Among those artists who truly stuck out were Cloud Nothings' thrilling set, which ended in a giant, noisy jam session that perfectly matched the energy of the hot mid-afternoon Saturday sun. Later Saturday, Ethiopian R&B artist Kelela was a revelation on the Blue Stage, connecting to the crowd assembled to watch her electronica-infused set in a way few other artists did over the course of the fest. From the moment she launched into her sexy "Up All Night" slow jam, she'd won the day -- if not the festival.
Other special moments included seeing Swedish-born artist Neneh Cherry taking in the festival the day after playing her first U.S. appearance since 1992(!) on Friday, seeming to emanate positive energy wherever she went. Finally, British genre-defier and dancer FKA twigs' quip that she's "learning how to vogue" as the latest lesson of her classes at "the University of Life"? Priceless -- her set was absolutely stunning, overcoming the Blue Stage's history of noise bleed from the main stages and claustrophobic logistics." -- J.E.
"Short of a major re-imagining, there aren't many surprises you can expect from a festival that's almost a decade old. Still, the live festival environment -- especially one as well-run and well-curated as Pitchfork's -- has the potential to coax some great moments out of the performers.
Of the headliners: Every rapper should take a page from Kendrick Lamar and insist on having a live band -- It makes such a huge impact on the energy of the set, both for the performer and for the audience. Lamar's pacing was pitch-perfect, and he balanced swagger, energy and sincerity (an undervalued currency in modern hip-hop) like the superstar that he is.

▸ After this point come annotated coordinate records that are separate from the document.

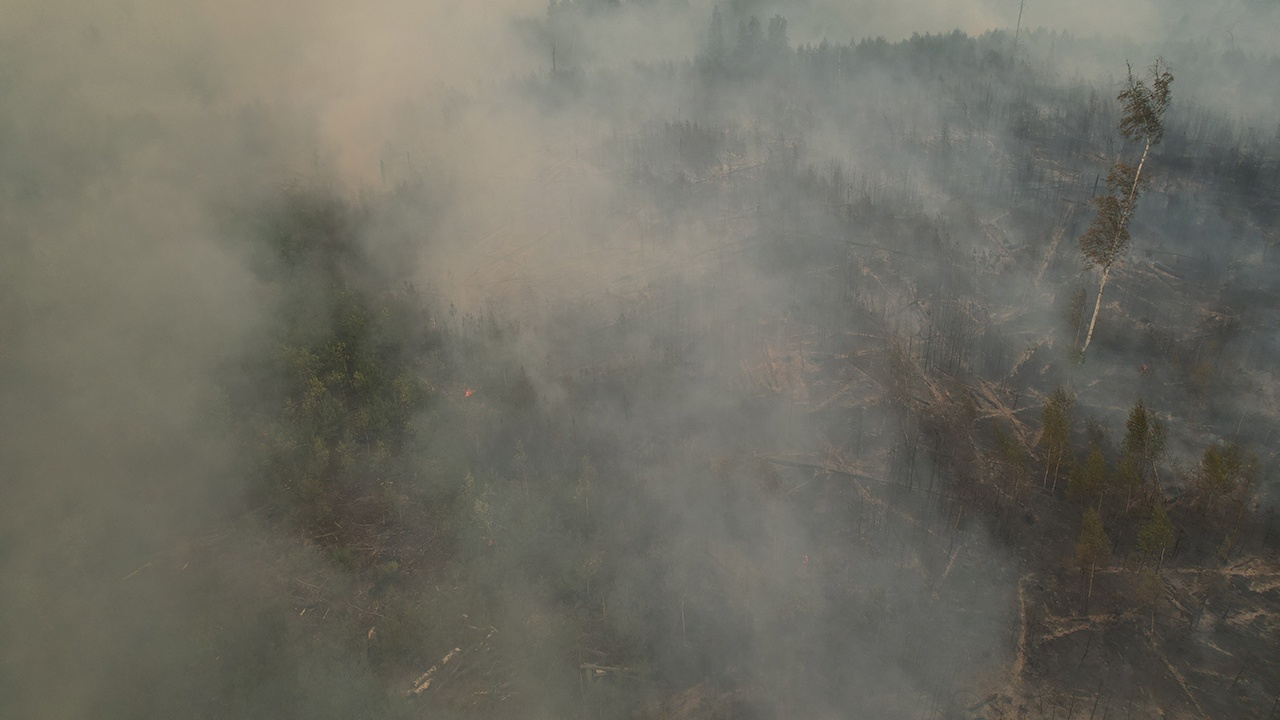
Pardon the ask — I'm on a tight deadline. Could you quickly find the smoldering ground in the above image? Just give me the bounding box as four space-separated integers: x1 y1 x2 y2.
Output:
0 3 1274 717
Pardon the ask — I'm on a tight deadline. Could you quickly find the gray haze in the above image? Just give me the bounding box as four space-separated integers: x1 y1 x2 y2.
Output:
0 0 1280 719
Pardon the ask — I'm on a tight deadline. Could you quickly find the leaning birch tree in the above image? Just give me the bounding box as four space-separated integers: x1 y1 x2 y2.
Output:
1080 59 1174 360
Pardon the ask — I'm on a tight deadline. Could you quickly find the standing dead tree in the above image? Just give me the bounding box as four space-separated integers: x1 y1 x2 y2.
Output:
1080 59 1174 359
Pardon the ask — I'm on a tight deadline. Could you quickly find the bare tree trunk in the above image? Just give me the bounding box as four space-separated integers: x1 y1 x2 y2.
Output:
1080 265 1111 360
1080 138 1151 360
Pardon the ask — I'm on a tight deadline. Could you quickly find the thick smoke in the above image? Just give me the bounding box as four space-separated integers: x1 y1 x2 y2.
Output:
0 0 1280 719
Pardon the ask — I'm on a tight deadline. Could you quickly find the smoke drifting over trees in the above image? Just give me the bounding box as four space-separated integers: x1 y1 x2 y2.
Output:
0 0 1280 719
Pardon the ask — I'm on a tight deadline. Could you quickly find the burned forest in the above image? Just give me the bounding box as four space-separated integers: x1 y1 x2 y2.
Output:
0 0 1280 720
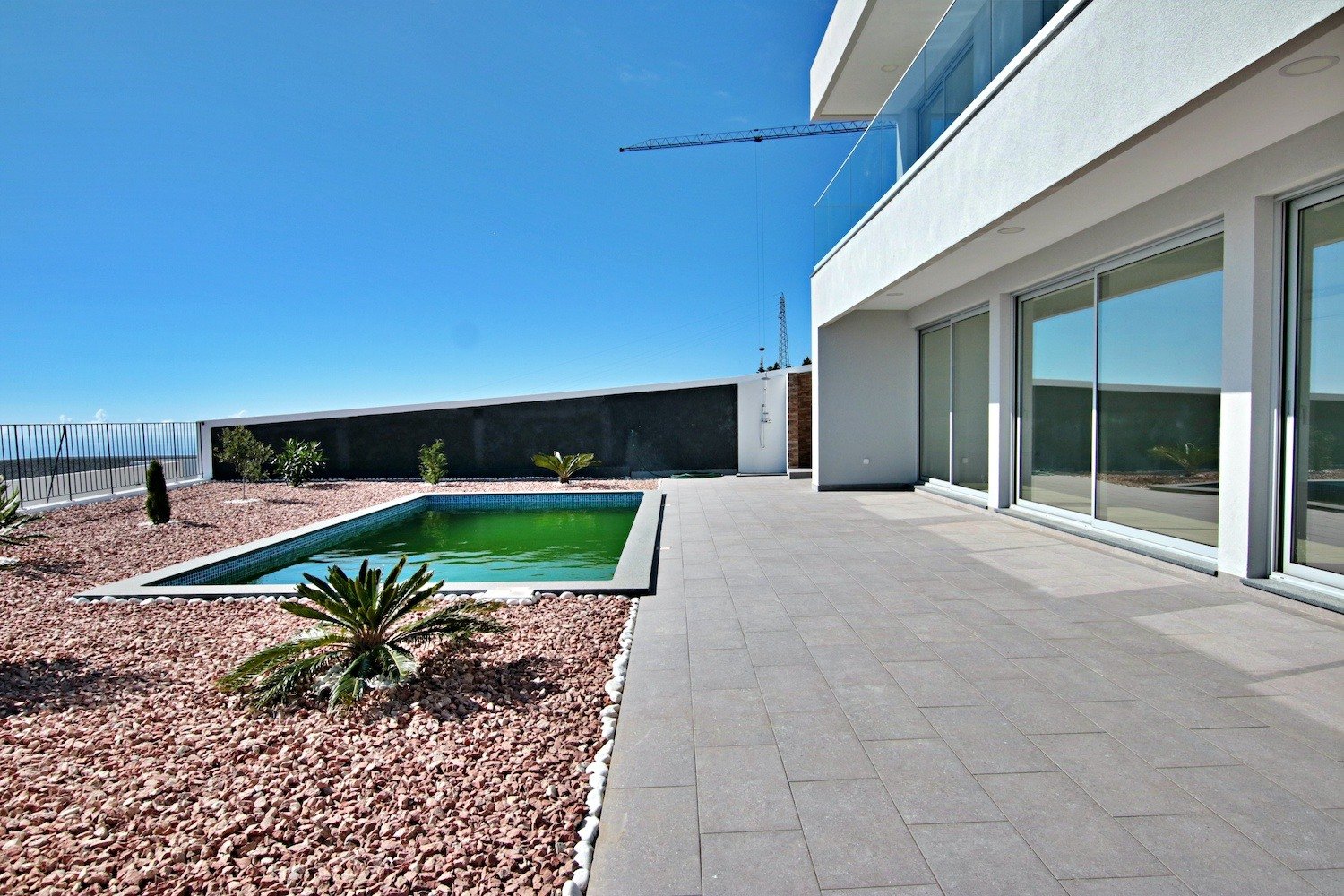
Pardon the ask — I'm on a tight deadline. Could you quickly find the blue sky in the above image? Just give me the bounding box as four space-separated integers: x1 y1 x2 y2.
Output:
0 0 854 420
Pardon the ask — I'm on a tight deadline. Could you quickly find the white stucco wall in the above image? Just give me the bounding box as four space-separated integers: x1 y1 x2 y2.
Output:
812 0 1344 323
738 371 789 473
814 114 1344 576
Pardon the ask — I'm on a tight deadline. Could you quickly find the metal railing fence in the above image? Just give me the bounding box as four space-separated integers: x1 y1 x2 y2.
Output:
0 423 202 508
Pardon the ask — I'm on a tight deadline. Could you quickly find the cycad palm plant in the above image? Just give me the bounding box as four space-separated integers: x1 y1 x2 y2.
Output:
532 452 599 485
220 557 507 710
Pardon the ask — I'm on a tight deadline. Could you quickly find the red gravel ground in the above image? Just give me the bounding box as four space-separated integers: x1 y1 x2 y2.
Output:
0 482 655 896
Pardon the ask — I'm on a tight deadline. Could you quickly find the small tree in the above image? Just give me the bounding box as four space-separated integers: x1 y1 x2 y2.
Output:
0 476 47 546
276 439 327 489
532 452 601 485
215 426 276 495
419 439 448 485
145 461 172 525
220 557 508 710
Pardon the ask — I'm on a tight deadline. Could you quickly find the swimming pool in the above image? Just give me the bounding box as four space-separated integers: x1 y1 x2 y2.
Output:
86 492 661 597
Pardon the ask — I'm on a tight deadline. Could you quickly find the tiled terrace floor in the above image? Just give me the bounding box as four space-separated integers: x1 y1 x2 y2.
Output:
590 479 1344 896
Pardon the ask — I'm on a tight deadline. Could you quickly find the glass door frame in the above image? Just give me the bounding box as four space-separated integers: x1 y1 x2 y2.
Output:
1012 221 1226 560
916 304 994 496
1274 181 1344 590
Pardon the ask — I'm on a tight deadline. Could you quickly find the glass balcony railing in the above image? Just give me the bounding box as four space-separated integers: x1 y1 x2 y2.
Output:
814 0 1064 259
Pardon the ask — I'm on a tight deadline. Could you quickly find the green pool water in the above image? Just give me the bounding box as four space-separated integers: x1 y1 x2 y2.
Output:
247 506 636 584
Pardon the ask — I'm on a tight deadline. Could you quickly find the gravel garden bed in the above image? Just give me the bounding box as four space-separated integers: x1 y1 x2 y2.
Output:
0 481 656 895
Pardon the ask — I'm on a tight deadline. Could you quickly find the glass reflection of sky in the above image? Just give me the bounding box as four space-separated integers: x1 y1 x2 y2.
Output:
1032 271 1231 388
1311 242 1344 395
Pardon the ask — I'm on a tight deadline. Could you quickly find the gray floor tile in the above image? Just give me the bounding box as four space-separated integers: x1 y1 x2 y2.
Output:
935 641 1031 684
755 661 840 712
1064 877 1191 896
609 711 695 788
693 688 774 750
854 628 938 662
1167 766 1344 869
978 678 1101 735
1297 868 1344 896
1013 657 1134 702
699 831 822 896
910 823 1064 896
793 780 933 890
793 616 859 648
925 707 1056 775
1032 734 1203 817
691 648 757 691
976 624 1059 659
809 643 895 688
1202 728 1344 809
882 659 986 707
1121 814 1309 896
978 772 1167 880
746 631 812 669
771 711 878 780
831 677 935 740
1078 700 1236 769
588 788 701 896
696 745 798 831
865 739 1004 825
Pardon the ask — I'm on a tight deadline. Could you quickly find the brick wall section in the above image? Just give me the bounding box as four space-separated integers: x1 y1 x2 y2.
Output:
789 371 812 468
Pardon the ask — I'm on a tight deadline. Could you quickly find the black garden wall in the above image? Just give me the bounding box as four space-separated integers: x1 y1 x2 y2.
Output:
211 385 738 479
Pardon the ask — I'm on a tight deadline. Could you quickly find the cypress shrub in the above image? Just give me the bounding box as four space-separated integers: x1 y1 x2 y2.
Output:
145 461 172 525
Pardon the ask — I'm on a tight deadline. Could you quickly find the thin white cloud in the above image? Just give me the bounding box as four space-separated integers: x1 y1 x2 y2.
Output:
617 65 663 84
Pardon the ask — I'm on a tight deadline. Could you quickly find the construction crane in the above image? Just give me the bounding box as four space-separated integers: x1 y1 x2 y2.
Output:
621 119 881 151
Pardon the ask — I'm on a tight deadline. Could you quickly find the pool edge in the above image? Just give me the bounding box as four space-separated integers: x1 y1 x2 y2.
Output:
74 489 663 599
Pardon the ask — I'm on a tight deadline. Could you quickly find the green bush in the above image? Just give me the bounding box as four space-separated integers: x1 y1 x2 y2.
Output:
220 557 507 710
532 452 601 485
215 426 276 496
0 476 46 546
276 439 327 489
419 439 448 485
145 461 172 525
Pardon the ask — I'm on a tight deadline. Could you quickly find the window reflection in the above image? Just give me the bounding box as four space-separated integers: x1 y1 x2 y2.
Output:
919 326 952 479
1292 197 1344 573
1018 280 1096 514
1097 235 1223 546
919 312 989 492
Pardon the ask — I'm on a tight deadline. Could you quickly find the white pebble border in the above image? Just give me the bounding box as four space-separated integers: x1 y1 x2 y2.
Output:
67 577 640 896
561 591 640 896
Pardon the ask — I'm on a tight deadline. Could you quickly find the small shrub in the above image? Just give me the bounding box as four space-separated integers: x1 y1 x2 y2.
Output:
419 439 448 485
220 557 507 711
215 426 276 490
145 461 172 525
1148 442 1218 477
276 439 327 489
0 476 47 546
532 452 601 485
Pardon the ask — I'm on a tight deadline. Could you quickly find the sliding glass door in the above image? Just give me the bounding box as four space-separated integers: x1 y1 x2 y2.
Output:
1284 185 1344 586
1018 232 1223 554
919 312 989 492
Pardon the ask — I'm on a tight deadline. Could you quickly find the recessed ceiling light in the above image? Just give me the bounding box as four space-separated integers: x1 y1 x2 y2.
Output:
1279 55 1340 78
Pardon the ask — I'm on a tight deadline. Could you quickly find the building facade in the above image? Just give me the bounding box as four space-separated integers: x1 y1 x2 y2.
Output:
812 0 1344 608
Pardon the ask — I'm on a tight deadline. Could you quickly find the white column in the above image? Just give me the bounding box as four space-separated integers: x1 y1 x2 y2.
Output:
988 294 1018 508
1218 196 1281 578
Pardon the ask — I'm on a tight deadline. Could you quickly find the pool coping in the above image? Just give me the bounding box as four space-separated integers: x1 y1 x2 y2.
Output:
75 489 663 598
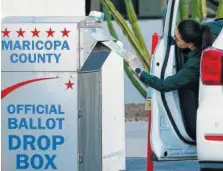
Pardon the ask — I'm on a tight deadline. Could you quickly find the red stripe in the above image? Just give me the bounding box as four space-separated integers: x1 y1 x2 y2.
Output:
1 77 57 99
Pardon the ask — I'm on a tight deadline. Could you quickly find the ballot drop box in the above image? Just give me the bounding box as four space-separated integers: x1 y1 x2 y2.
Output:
1 17 125 171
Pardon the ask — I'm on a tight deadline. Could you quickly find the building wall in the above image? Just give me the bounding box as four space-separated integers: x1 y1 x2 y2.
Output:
1 0 85 17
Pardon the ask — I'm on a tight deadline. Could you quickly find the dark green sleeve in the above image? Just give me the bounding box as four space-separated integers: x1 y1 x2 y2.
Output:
140 58 200 92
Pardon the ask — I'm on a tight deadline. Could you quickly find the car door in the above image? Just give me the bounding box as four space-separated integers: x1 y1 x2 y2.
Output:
150 0 197 161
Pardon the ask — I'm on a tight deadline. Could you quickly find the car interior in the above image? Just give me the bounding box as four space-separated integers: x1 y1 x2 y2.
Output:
175 18 223 140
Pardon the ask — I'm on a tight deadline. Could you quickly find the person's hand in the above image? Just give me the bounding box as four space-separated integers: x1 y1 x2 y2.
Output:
124 51 139 72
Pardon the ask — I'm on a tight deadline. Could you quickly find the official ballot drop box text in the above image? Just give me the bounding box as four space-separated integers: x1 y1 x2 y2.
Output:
1 17 125 171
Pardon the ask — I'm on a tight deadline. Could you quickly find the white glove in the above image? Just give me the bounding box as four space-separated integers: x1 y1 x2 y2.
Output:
124 51 139 72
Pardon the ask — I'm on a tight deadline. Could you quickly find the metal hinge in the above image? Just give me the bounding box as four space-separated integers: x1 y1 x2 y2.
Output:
78 154 83 163
78 108 82 117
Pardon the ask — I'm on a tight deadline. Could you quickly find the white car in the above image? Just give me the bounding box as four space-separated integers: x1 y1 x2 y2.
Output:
150 0 223 170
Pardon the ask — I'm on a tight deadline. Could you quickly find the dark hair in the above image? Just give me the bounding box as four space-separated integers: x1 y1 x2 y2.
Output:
177 19 213 50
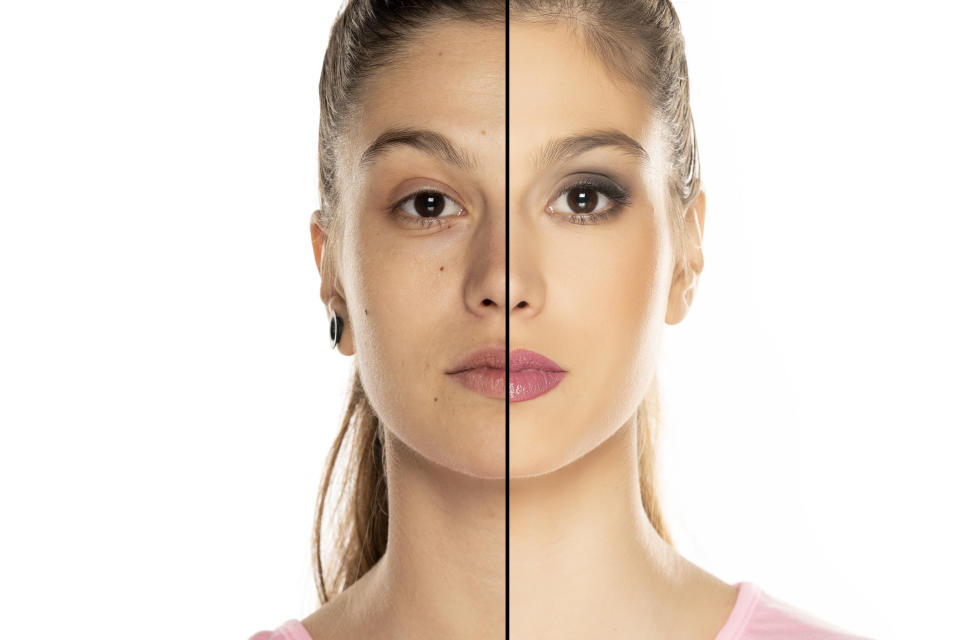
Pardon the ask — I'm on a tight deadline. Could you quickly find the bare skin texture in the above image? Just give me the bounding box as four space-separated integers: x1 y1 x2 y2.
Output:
304 18 736 640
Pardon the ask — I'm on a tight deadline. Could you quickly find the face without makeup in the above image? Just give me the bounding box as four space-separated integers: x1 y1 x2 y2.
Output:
313 22 506 478
509 23 702 478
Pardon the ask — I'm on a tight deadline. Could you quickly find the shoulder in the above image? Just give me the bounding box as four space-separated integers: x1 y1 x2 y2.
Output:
716 582 868 640
250 620 313 640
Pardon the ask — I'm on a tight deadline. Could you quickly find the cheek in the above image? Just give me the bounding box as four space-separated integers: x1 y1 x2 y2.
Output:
344 222 450 392
555 214 669 364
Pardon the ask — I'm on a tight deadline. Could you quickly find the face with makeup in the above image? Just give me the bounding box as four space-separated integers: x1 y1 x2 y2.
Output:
311 22 506 478
509 23 705 477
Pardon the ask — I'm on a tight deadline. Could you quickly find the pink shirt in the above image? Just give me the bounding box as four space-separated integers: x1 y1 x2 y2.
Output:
250 582 867 640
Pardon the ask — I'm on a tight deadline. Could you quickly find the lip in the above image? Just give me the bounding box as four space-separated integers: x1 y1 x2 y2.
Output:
510 349 567 402
447 345 567 402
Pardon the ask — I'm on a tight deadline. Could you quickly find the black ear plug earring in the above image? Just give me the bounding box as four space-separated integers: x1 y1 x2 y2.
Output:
330 311 343 349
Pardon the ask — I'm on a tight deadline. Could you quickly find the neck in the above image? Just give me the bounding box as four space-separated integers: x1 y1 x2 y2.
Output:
371 430 507 640
352 420 736 640
510 420 685 638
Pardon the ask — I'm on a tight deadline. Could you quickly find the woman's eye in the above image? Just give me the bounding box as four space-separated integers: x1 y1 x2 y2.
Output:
550 186 610 215
398 191 463 218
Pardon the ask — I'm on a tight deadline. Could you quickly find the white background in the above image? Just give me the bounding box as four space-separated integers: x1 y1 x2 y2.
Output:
0 0 960 638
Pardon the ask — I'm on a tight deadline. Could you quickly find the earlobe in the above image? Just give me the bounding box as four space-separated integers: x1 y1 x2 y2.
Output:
310 211 354 356
664 191 707 324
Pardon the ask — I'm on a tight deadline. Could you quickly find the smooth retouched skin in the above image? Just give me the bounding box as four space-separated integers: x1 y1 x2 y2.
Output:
304 17 736 640
509 23 737 640
304 23 507 640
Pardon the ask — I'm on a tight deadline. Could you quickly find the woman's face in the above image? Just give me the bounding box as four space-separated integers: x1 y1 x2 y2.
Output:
313 23 507 478
509 24 703 477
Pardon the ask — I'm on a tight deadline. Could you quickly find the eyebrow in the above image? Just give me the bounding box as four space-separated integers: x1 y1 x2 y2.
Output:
533 129 650 169
360 128 477 171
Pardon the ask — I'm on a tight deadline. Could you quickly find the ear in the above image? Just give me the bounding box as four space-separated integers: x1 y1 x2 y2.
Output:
666 191 707 324
310 211 355 356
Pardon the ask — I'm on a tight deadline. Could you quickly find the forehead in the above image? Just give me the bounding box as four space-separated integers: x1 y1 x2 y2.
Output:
510 22 655 160
349 21 506 166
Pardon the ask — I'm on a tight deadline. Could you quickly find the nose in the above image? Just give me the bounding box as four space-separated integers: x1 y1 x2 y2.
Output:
464 198 507 317
509 212 546 322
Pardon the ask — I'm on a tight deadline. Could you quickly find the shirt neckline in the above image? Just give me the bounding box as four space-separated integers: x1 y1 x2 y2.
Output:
714 580 760 640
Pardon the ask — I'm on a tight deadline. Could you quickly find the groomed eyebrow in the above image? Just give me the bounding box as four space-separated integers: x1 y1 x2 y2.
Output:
360 128 477 171
532 129 650 169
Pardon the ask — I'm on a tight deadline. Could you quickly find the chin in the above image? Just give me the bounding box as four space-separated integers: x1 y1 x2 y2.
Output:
394 416 507 480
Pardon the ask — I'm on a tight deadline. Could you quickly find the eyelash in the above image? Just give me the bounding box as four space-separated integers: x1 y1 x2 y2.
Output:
390 187 464 229
390 178 631 229
547 177 631 224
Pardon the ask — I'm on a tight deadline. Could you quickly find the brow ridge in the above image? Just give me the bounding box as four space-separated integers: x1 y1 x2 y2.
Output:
360 127 477 171
531 129 650 169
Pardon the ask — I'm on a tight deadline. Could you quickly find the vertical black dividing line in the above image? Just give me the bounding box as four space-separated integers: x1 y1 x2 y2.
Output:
503 0 511 638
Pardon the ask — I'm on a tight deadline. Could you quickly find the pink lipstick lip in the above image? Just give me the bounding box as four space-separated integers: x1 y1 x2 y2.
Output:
447 345 567 402
510 349 566 373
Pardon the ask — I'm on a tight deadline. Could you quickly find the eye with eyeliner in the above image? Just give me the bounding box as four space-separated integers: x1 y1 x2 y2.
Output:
547 174 631 224
390 187 464 229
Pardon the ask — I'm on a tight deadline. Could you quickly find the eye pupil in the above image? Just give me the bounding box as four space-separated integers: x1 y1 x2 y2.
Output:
413 191 444 218
567 188 598 213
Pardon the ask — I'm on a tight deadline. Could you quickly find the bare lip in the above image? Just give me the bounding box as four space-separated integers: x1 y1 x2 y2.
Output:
447 345 566 374
447 345 507 373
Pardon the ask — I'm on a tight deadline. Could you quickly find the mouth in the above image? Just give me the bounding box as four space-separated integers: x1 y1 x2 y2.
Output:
447 346 567 402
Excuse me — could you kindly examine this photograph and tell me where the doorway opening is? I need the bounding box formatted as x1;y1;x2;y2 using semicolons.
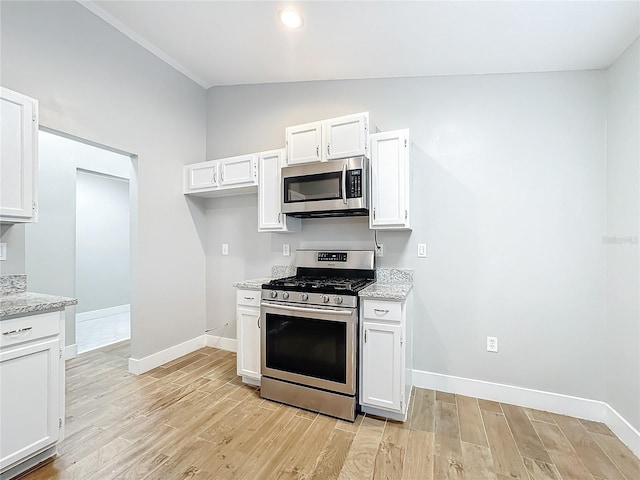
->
25;130;135;358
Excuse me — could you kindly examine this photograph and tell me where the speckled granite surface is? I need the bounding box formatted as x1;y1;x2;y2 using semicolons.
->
232;277;271;289
0;292;78;320
0;274;27;295
271;265;296;278
358;283;413;300
376;268;413;284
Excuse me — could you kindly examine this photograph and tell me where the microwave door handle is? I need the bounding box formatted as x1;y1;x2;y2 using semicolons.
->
342;164;347;205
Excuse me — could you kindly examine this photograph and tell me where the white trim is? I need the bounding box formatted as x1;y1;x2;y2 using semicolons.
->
76;303;131;323
77;0;211;90
413;370;640;457
64;343;78;360
129;335;206;375
603;405;640;458
206;335;238;352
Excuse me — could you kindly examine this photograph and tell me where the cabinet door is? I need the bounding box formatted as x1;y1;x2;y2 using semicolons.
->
0;88;38;222
220;155;258;187
286;122;322;165
236;307;260;379
360;321;404;411
185;160;219;192
369;130;411;229
258;150;300;232
324;113;369;160
0;338;61;469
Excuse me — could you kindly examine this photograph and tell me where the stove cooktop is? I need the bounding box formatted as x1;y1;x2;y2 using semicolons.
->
262;275;374;295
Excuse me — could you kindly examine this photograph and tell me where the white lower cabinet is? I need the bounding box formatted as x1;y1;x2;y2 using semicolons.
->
360;299;411;421
0;312;64;478
236;290;262;385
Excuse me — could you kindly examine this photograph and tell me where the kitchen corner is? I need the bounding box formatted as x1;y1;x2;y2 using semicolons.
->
0;275;78;479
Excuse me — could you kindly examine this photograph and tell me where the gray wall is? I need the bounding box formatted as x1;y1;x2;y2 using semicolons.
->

Annie Clark's St. Vincent, who rocks like a demon and looks like a space-age Disney princess, went full-on metal by head-butting the drum kit near the end of her raucous (yet somehow still precise) set. Hers was the fascinating and entirely entertaining live show that makes Pitchfork worth the price of admission. Beck and Neutral Milk Hotel had parallel performances in that both were better than their very worst (and if you've seen Beck circa "Modern Guilt," you know how bad it can be) but not quite as good as their best. If you had never seen either perform live, you were probably enjoyed both sets tremendously (and with good reason).
Farther down on the bill, Majical Cloudz deserves a nod for hanging in and doing their best to salvage their set that unexpectedly turned acoustic when their MIDI controller went on the fritz (bonus points for courting the audience for percussive participation). If the music festival gods are just, Sharon Van Etten, Speedy Ortiz and Tune-Yards will get a bump in album sales and a host of new fans thanks to their excellent sets. Speedy Ortiz also gets the "know your city" award for giving a nod to Chicago's late, great artists and musician, Wesley Willis.
The very maturity of the Pitchfork Festival itself was perhaps its biggest advantage: It knows its scope, its size and its audience (which has diversified over the years). Hip-hop and electronic music no longer feel like one-off exceptions on the bill, though Pitchfork retains its status as a haven for indie favorites like Grimes and rare performances by legendary acts like Neutral Milk Hotel." -- K.B.